Spill characteristics
- Volume: ca. 1 million m^{3} (35 million cu. ft.)
- Area: 40 km^{2} (15 sq mi)

= Ajka alumina plant accident =

Ajka alumina 2010 industrial accident in Hungary

A caustic waste reservoir chain collapsed at the Ajkai Timföldgyár alumina plant in Ajka, Veszprém County, in western Hungary in October 2010.

On 4 October 2010, at 12:25 CEST (10:25 UTC), the northwestern corner of the dam of reservoir number 10 collapsed, releasing approximately one million cubic metres (35 million cubic feet) of liquid waste from red mud lakes. The mud was released as a 1–2 m wave, flooding several nearby localities, including the village of Kolontár and the town of Devecser. Ten people died, and 150 people were injured. About 40 km2 of land were initially affected. The spill reached the Danube on 7 October 2010.

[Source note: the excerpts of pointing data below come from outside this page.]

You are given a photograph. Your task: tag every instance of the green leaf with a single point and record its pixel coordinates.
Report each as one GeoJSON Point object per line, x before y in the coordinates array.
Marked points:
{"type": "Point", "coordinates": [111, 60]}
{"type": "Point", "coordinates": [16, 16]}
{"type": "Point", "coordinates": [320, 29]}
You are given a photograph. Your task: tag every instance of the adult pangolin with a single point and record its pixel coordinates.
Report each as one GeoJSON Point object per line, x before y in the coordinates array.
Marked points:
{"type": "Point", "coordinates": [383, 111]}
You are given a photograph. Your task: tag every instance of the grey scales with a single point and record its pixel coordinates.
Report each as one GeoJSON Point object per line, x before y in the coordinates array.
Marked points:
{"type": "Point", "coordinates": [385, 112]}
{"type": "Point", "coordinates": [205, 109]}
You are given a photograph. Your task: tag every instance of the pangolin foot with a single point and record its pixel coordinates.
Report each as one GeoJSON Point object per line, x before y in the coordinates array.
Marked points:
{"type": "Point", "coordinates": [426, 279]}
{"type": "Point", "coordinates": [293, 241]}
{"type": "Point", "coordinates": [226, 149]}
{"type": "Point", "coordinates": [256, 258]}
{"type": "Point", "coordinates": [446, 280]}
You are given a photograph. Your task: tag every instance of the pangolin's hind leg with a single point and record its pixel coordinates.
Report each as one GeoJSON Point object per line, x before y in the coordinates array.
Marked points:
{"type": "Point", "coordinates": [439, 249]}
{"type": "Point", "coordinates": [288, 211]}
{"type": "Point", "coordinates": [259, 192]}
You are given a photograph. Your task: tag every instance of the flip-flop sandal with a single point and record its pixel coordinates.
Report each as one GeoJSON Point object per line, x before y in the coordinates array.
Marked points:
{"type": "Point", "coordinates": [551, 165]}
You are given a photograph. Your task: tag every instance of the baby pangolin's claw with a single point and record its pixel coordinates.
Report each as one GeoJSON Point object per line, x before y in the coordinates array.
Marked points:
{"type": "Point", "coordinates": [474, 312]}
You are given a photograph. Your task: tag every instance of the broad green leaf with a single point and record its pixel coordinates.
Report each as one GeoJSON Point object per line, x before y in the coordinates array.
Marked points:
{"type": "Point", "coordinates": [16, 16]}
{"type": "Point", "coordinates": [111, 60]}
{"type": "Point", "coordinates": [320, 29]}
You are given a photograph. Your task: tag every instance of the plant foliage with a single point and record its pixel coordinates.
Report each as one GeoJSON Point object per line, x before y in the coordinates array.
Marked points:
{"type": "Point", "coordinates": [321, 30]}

It was not initially clear how the containment at the reservoir had been breached, although the accident came after a particularly wet summer in Hungary, as in other parts of central Europe. Police have seized documents from the Ajkai Timföldgyár plant, although a spokesman for MAL Hungarian Aluminium (MAL Magyar Alumínium Termelő és Kereskedelmi Zrt.), the company that operates the plant, said the last inspection of the pond had shown "nothing untoward". Hungarian Prime Minister Viktor Orbán stated that the cause of the spill was presumably human error.

==Origin of the mud==
The red mud involved in the accident is a waste product of the Bayer process, which refines bauxite into a form of aluminium oxide called alumina. The mud primarily contains non-aluminium compounds present in the bauxite ore and left as residues after its refining along with sodium hydroxide used to dissolve aluminium oxide. Iron(III) oxide, the compound from which the red colour originates, is the main component, but it also contains other compounds. The mud, which is highly alkaline when it is first produced, is stored in large open-air ponds; It is thought that there are about 30 million tonnes of red mud stored around the Ajkai Timföldgyár plant.
According to a press release by MAL, the mud had the following chemical percentage make-up (which expresses the amounts of different elements, not necessarily the actual solids).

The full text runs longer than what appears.